Yo había medio olvidado su tono rastrero y rasposo, pero el cabello de mi nuca se erizó al oírle hablar de mi señor en esos términos.
—Bien hablado, sí señor. Muy cierto, muy cierto —graznó el príncipe Juan desde su asiento almohadillado.
El maestre fijó en él sus ojos inyectados en sangre:
—Mi señor príncipe, permitidme que os ruegue que os guardéis vuestra opinión hasta que hayamos oído las pruebas.

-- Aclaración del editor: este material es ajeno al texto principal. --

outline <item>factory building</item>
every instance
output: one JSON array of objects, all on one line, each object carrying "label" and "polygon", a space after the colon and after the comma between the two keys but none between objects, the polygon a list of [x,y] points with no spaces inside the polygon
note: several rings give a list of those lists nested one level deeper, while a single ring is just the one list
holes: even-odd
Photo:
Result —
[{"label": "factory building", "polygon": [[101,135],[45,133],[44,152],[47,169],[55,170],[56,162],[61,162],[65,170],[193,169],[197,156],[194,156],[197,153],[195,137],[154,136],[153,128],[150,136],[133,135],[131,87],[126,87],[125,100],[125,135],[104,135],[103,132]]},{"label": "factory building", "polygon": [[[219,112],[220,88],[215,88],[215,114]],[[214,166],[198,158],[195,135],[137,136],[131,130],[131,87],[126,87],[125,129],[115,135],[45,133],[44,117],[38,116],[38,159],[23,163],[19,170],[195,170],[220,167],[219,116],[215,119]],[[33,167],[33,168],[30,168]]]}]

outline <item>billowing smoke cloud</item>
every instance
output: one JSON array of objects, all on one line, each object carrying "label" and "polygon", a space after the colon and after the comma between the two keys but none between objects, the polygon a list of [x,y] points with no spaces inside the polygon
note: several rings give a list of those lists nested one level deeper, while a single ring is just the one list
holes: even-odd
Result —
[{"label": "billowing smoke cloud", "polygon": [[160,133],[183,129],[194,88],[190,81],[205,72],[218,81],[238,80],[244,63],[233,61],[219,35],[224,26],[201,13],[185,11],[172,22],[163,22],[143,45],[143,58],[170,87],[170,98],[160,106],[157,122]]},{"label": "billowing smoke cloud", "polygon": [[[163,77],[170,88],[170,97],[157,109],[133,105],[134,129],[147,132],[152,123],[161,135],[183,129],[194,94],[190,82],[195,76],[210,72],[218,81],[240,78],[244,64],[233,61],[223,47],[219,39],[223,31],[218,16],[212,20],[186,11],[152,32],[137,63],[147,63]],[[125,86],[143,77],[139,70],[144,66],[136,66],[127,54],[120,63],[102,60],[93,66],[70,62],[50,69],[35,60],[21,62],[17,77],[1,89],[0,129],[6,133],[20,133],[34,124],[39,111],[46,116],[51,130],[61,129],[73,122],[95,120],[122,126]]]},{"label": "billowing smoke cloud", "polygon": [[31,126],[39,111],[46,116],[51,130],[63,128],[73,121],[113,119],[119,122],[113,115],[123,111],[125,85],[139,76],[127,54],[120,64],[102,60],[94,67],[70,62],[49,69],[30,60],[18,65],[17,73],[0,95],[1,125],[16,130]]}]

No hubo ninguna mención a atarlo, esposarlo y arrojarlo preso en la cripta, pero estaba claro que el maestre seguía decidido a no ceder autoridad en su propia casa. El príncipe Juan se limitó a gruñir, y alzó levemente su lánguida mano para indicar que sir Ralph Murdac podía continuar.
Murdac hizo una media reverencia y siguió devanando el hilo de su historia.
—Cuando era un proscrito, repudiado por todas las personas decentes y respetuosas de la Ley, y vivía en estado salvaje en los bosques como un animal, Robert Odo era conocido por practicar los actos diabólicos más horribles, según los preceptos de una religión falsa, que llegaron hasta el sacrificio de vidas humanas a un demonio selvático sediento de sangre. Desde que se le ha permitido neciamente volver a integrarse en la sociedad cristiana, sus tierras tienen fama de ser un nido de brujas y hechiceros, de súcubos, íncubos y criaturas malvadas infrahumanas surgidas de las profundidades del infierno. Preguntad a cualquier hombre bueno del área de Kirkton, o de Locksley, o del propio Sheffield, y os confirmará que el diablo y sus secuaces recorren el país en las noches oscuras, en forma de hombres salvajes con cabeza de caballo que vomitan fuego, y que pueden convertir a un hombre en piedra con una mirada. Se ha visto merodear por la zona con mucha frecuencia a una bruja local, la
hag
de Hallamshire, una vieja horriblemente deforme que roba bebés cristianos y los sacrifica a sus artes mágicas…
—Sí, sí —dijo el maestre, impaciente—, hay rumores de brujería en toda Inglaterra. Pero a este hombre se le culpa de herejía. ¿Tenéis alguna prueba concreta de que sea un hereje?
—He visto a esos caballos-demonios, convocados sin duda por los encantamientos de Locksley, con mis propios ojos —dijo Murdac, orgulloso—. Vi a esas criaturas diabólicas cabalgar a la batalla, en compañía del preso que ahora se encuentra ante nosotros.